German machine tool factory

 ヨーロッパの優等生といわれたドイツ経済が減速を見せ初め、景気後退の影が迫っているとヨーロッパメディアが一斉に報じています。ヨーロッパ第1位の経済大国ドイツの4〜6月期の実質GDPは、前期比0.1%のマイナス成長、第2位の英国も0.2%のマイナスに落ち込みました。

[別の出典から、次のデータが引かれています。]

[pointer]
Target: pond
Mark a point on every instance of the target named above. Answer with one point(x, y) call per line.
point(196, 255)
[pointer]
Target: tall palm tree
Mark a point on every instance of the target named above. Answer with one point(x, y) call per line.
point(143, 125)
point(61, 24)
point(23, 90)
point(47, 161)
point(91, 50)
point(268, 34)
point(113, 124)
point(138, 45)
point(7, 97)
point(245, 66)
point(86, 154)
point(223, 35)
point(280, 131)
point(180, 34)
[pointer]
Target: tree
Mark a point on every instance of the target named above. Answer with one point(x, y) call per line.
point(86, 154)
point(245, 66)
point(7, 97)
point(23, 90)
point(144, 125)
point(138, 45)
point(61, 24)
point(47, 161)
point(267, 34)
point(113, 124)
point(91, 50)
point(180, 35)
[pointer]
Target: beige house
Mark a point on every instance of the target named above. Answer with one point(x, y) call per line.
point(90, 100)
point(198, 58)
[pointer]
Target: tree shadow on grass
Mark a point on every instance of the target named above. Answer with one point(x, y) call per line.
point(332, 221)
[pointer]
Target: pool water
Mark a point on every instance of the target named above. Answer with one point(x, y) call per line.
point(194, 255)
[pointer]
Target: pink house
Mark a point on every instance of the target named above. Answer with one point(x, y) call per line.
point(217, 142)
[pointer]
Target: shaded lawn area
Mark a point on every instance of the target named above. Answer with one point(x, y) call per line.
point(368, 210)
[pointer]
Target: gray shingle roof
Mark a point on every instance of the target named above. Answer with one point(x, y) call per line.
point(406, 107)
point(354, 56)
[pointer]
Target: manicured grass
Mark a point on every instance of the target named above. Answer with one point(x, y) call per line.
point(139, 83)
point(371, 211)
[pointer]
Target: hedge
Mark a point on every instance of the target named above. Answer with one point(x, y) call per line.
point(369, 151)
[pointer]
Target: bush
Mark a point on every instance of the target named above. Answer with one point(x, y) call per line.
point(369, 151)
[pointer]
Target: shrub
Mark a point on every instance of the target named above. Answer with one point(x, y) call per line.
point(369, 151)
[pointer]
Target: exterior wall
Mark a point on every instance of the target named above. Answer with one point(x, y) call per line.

 主要因は合意なき離脱の可能性が高まる英国の欧州連合(EU)離脱と米中貿易戦争の長期化で輸出が経済の牽引役であるドイツにダメージが及び始めていることです。ドイツは欧州はもとより、南北アメリカやアジア地域など広範囲と通商関係を持っており、貿易が大幅に鈍化していることが経済を直撃しています。

 ドイツの工場経営者たちは危機感を募らせており、実際、この1年間で受注が全体で8.6%減少し、輸出の牽引役である工作機械に至っては第2四半期に22%も減少しています。仮に第3四半期もGDPがマイナス成長となれば、EU最大の経済大国が本格的な景気後退局面に入ることになります。

 一方、フランスは0.2%と検討しているものの、イタリアは0%で、今後、政治が混乱をきたせば、マイナス成長に陥る可能性が指摘されています。ユーロ圏全体でも0.2%増にとどまり、景気にブレーキがかかった状態です。

 英独共に製造業の減速が著しい中、英国は国境を越えた生産体制を敷く自動車産業がEU離脱の迷走に直撃されています。近年高まる環境政策強化で、ディーゼル車の需要の落ち込みも影響しています。今後、トランプ米大統領がEUの自動車やワインに追加関税を導入すれば、欧州経済には一段の打撃と受けることが予想されます。

 しかし、ネガティブな要素ばかりとはいえません。何人かのエコノミストはアメリカ、ヨーロッパ、日本経済は、基本的には堅調で、トランプ米大統領が米中貿易戦争で事態打開に乗り出しているように見えることから、世界経済が極端な景気後退に陥ることはないとポジティブに見ています。

 大きな目で見れば、世界の先進国は行き過ぎたグローバル化経済が調整局面に入っており、各国がこれまで以上に国益を重視する方向に動いていることは確かです。これまで世界の工場として利用され、今では巨大市場に成長した中国への見方も大きく変化しており、世界経済は調整局面が続くと見るべきでしょう。

 たとえば、フランスは、この1、2年、世界に拡散した生産拠点がフランスに戻る現象が起きており、この30年間、10%前後で推移した失業率は8%台に下がっています。トランプ大統領も次期大統領選を念頭に、極端にアメリカ経済を減速させる経済政策をとるとは思えません。

 確かなことは経済活動にこれまで以上に政治が影響を与えていることです。そのため国際政治情勢を注視し、危機を煽るようなニュースや政治的意図をもった煽動的フェイクニュースに振り回されないことが重要です。